This document describes how Model Ops helps you monitor and constantly improve your models and workflows.

When a model is deployed, be it as a schedule or as a deployment itself, it starts to be used in production. That's when we can really know whether the model is behaving as we expect and solving the business problem we trained it for. That's where the monitoring provided by Model Ops is key.

Let's see how it's done.

Collect initial data during training

The Model Ops tool in Altair AI Cloud provides model monitoring and creates dashboards to analyse key metrics such as the evolution of class distribution, scoring time, number of scores, and input data drift.

In order to get the initial data, one needs to first register a model.

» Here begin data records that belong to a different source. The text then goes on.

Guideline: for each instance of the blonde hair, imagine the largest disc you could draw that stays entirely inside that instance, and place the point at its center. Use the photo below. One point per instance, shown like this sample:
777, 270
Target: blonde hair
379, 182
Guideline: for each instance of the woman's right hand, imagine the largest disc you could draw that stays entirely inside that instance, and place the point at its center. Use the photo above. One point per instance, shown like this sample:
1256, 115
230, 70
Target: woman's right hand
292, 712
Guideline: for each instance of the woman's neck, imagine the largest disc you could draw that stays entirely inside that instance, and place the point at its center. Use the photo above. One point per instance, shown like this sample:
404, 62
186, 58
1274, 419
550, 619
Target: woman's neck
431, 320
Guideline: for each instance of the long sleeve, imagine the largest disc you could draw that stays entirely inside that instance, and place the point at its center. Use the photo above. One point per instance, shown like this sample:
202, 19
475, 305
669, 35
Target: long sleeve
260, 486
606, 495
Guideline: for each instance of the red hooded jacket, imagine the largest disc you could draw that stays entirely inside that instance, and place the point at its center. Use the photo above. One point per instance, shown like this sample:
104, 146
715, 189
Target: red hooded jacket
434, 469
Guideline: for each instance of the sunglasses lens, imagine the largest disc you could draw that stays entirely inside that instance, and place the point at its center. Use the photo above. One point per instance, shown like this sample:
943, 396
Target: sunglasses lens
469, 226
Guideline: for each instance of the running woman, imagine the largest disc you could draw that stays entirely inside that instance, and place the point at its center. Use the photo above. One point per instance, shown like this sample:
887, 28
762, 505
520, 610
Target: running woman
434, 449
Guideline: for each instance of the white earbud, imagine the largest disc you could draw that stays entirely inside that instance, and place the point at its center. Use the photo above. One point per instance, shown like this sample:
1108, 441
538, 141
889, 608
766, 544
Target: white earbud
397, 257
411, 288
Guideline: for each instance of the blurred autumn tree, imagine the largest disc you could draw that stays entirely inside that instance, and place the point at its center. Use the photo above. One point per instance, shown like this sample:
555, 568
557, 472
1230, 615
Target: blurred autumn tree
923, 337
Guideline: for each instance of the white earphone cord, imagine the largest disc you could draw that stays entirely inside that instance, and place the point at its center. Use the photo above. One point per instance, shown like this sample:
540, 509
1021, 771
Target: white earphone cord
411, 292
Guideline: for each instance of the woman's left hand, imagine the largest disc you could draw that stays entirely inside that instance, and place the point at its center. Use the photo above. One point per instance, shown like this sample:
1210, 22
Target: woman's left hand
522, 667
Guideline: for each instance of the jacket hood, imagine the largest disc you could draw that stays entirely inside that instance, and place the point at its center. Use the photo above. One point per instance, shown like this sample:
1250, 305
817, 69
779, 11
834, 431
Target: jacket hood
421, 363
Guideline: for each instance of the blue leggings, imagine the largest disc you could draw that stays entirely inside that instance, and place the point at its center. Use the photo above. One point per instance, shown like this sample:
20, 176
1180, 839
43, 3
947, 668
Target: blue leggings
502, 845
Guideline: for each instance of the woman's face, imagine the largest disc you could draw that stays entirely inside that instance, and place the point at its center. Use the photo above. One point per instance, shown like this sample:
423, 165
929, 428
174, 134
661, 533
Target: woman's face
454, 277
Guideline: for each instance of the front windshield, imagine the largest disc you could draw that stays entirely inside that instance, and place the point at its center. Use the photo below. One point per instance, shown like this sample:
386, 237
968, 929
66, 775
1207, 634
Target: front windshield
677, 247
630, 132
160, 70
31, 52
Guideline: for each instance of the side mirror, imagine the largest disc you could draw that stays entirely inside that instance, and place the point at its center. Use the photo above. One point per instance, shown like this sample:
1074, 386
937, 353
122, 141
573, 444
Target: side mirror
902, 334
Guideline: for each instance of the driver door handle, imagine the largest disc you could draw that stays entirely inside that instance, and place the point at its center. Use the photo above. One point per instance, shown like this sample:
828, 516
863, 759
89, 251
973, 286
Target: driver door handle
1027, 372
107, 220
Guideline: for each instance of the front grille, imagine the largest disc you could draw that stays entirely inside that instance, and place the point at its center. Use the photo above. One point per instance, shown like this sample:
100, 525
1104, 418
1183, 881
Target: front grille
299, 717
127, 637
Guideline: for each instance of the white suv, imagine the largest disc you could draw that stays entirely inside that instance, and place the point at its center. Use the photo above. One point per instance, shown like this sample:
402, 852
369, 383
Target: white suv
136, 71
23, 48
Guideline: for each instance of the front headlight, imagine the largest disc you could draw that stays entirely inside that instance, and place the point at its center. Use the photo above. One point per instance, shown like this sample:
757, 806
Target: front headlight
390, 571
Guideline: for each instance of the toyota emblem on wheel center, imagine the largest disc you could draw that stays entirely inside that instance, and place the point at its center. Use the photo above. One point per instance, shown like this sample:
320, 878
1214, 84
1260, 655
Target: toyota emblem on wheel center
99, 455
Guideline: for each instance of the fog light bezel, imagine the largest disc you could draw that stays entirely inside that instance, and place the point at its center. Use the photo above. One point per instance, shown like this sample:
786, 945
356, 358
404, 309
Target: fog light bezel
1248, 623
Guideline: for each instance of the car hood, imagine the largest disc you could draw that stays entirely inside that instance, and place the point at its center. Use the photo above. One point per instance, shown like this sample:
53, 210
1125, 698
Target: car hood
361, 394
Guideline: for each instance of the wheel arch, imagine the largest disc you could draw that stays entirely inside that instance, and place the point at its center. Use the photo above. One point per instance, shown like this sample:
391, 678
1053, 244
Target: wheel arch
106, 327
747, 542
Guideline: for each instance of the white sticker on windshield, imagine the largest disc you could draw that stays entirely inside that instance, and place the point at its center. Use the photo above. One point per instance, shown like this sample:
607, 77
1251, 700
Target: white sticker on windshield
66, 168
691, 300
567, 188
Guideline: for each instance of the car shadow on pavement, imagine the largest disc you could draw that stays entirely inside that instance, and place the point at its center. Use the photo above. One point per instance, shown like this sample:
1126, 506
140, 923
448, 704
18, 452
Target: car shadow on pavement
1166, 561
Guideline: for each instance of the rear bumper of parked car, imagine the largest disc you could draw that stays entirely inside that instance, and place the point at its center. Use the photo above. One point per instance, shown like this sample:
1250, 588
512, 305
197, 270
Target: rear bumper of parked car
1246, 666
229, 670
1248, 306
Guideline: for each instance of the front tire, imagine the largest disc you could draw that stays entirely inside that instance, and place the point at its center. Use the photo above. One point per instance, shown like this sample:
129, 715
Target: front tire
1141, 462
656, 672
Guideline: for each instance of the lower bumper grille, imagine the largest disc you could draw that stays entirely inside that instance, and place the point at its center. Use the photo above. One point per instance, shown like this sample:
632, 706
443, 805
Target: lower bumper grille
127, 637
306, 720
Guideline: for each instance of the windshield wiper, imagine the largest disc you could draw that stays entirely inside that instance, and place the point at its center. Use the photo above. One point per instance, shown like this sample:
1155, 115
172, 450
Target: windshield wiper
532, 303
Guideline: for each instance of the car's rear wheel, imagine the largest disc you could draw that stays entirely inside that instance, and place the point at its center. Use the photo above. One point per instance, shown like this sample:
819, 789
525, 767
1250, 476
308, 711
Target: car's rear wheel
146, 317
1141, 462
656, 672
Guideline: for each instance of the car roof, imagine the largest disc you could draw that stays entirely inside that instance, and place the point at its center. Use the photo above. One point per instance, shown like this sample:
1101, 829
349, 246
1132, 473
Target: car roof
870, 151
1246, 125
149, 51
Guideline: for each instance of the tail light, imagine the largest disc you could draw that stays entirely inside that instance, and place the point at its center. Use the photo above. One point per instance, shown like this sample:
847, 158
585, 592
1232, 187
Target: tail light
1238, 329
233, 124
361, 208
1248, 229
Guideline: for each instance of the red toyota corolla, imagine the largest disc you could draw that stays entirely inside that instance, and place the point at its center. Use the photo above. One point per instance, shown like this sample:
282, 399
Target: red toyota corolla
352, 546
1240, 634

The Model ID can be either typed by the user or generated by the tool. This ID will be later used to identify this particular model.

Then, at training time, the Monitor Drift operator can be used to send the initial input statistics to be compared with later scoring runs. The Model ID created when it was registered needs to be provided to link the monitored information with the right model. As an optional input, one can add weights (calculated using Weight by correlation, for instance). If weights are added, those can also be compared with those of the future scoring data.

Collect data during scoring

During model scoring, the Monitor Drift and Monitor Model operators need to be added (with the right Model ID) for Altair AI Cloud to automatically send new, current statistics to Model Ops every time the workflow is run (as part of as schedule or a deployment).

Monitor the data

Model monitoring dashboards are produced where users can analyze the evolution of the model's behavior, to understand when it's separating from the initial conditions and when re-training and re-deployment are needed.

Scoring information is presented, like the timeline of the number of scores, class distribution and it's evolution, as well as how much time each score takes.

Drift is another key element. How different is the data the model is scoring now, compared to the one it was trained with? If this diverges too much, it's time for re-training and re-deploying.

If weights were initially added during the training, it's also possible to  check the weight vs. drift relation.